Every other chapter assumes the client already knows the recipient’s user_id. It doesn’t — the user only knows phone numbers. So before any messaging works, the app has to translate “the 200 phone numbers in my address book” into “the subset of those who are on WhatsApp, and their internal user IDs.” That’s contact sync.
Architecture
flowchart TD
Client(["Client"])
Dir["User Directory
(Fargate)"]
Store[("Directory Store
(DynamoDB)
PK phone_hash
attr user_id")]
Client -->|"① POST hashed numbers"| Dir
Dir -->|"② batch lookup"| Store
Dir -->|"③ return user_ids
for matches"| Client
The flow
On install, and periodically afterwards (once a day is plenty), the client:
- Reads phone numbers from the OS address book.
- Hashes each one — SHA-256 over the E.164-normalised number.
- Batches them into a single request to the User Directory service.
The directory does a batched read against the Directory Store keyed by phone_hash. Numbers with a row come back as (phone_hash, user_id) pairs; numbers without a row are simply absent from the response. The client merges the result into a local cache keyed by raw phone number, so tapping “Alice” in the contact list resolves to her user_id instantly with no network round trip on the send path.

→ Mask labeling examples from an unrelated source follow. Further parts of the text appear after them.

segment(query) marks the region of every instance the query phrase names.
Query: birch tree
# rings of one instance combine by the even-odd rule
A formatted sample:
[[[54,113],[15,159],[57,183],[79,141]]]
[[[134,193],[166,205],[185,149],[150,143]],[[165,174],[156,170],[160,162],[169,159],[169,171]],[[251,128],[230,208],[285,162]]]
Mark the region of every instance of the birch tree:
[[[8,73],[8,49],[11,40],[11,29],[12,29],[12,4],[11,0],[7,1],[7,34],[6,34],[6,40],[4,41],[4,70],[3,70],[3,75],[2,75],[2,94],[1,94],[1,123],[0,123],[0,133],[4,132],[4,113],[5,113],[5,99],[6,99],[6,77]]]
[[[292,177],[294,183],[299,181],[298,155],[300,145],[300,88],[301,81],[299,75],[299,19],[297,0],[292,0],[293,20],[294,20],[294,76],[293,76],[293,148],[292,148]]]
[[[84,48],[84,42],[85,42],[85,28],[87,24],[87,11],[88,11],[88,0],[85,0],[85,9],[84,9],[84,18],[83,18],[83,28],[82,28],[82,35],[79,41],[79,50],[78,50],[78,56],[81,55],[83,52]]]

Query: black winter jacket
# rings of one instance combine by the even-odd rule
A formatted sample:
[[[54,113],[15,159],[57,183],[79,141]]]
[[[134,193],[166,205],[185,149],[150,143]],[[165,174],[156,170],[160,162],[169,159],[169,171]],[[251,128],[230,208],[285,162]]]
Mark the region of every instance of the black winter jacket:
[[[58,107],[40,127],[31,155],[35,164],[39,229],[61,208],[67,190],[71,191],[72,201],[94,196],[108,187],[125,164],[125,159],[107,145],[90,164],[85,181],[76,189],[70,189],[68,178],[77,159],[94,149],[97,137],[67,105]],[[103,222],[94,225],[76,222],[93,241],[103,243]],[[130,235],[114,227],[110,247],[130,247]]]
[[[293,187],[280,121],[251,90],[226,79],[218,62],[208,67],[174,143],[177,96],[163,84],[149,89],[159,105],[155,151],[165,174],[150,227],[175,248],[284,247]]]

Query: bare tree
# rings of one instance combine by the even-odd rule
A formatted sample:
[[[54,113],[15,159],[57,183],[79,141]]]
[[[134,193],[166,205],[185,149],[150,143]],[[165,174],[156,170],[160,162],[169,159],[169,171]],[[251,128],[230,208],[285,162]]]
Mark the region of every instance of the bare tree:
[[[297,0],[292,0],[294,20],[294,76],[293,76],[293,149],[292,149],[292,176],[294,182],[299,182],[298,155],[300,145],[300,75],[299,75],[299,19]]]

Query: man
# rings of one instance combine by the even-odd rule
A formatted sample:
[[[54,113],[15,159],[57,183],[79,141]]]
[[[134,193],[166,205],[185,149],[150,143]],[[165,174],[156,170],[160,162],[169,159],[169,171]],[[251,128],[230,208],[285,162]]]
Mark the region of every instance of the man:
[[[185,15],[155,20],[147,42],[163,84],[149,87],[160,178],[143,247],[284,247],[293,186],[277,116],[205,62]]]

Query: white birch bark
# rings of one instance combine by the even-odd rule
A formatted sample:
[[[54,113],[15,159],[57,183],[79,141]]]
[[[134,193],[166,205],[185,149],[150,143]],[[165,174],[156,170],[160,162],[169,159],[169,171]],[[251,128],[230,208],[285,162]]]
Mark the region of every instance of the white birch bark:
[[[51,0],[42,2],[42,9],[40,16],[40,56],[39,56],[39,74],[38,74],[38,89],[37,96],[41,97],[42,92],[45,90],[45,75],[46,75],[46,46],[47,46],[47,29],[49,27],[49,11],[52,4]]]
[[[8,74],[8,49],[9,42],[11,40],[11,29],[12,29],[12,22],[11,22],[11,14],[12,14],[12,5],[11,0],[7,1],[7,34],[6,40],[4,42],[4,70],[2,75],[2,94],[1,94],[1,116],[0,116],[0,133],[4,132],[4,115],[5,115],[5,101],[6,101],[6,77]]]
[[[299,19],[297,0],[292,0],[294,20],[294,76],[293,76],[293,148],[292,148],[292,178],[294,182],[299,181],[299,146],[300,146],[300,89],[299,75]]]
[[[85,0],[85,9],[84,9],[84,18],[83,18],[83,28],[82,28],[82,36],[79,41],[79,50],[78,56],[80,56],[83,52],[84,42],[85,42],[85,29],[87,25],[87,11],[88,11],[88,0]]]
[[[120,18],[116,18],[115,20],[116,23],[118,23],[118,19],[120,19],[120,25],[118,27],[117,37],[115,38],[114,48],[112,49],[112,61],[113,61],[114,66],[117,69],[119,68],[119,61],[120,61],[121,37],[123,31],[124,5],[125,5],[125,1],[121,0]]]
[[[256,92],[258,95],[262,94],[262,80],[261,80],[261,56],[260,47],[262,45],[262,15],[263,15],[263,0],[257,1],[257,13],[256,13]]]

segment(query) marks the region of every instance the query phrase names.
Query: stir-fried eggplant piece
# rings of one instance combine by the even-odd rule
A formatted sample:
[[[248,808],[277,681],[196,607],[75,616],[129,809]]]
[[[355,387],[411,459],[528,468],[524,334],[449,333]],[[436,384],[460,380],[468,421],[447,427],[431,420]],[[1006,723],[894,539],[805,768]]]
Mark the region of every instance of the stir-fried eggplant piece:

Why hash, and what it actually protects
Hashing isn’t real anonymisation — phone numbers come from a small, enumerable space (a few billion globally), so a server willing to spend the compute can reverse any hash by trying every number. What hashing does buy:
- Bystanders are protected. Hashes of numbers that don’t belong to any account are opaque to the server — it can’t easily tell whose number they are. People who’ve never installed the app don’t get their phone numbers harvested just because they’re in someone else’s contacts. With raw uploads, the server would learn every number in every address book it sees.
- No plaintext address book on disk. A leaked database dump doesn’t immediately give attackers a human-readable list of who knows whom.

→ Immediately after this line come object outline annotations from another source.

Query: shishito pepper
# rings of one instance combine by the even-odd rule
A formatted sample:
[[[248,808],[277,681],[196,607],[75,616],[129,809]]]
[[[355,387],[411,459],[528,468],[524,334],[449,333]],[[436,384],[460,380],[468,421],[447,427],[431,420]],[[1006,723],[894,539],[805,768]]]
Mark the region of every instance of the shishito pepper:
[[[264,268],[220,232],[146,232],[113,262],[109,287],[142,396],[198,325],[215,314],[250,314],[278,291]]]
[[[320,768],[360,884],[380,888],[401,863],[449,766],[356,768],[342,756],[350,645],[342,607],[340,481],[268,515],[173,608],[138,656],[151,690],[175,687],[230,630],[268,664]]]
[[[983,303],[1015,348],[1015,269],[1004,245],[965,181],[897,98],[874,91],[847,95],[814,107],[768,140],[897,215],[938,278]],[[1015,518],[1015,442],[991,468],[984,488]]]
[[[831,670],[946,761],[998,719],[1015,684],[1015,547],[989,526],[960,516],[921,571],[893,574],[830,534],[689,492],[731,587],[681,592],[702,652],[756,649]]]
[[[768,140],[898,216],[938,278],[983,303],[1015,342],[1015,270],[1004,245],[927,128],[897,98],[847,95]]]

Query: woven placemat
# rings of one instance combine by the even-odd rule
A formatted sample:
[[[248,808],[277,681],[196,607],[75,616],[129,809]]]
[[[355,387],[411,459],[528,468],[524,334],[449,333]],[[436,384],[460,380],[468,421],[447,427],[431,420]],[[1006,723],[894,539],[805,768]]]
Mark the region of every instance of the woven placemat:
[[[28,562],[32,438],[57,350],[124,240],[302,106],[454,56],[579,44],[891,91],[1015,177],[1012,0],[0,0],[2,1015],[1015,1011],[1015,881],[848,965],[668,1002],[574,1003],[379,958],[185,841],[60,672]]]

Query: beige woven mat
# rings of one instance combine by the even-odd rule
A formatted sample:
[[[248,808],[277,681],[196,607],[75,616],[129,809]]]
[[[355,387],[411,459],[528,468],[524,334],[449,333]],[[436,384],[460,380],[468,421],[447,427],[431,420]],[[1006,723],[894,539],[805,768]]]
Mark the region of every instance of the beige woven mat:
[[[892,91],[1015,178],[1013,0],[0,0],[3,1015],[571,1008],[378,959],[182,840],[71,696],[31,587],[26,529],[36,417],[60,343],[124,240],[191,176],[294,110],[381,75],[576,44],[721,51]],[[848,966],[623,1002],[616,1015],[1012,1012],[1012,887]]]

The privacy posture is “minimum needed to do the matching,” not “uncrackable.”
Storage
DynamoDB, partition key phone_hash, single attribute user_id. The access pattern is point-lookup by hash and that’s it — no scans, no range reads, no secondary indexes needed. A new user being added means one row insert at signup; a user deleting their account means one row delete. Read volume is the dominant cost: every install and every periodic refresh fires a batch read containing hundreds of items.
A relational database buys nothing here. There are no joins, no transactions, no secondary access patterns — just a billions-of-rows hash table where every read is WHERE phone_hash = ?. To handle the scale, a relational engine would need manual sharding by phone_hash, which is exactly what DynamoDB does for you. Pick the database whose shape matches the workload.
The directory service is stateless and runs on Fargate — it’s just a fan-out over a batched key-value lookup with a thin layer of rate limiting per user.
What this enables
With the cache populated, the rest of the system can treat the recipient’s user_id as known. Chapter 4 (sending) drops that user_id straight into the SEND frame; chapter 9 (groups) lets users build a group by picking from the same cached contacts. None of the messaging chapters need to talk to the directory on the hot path.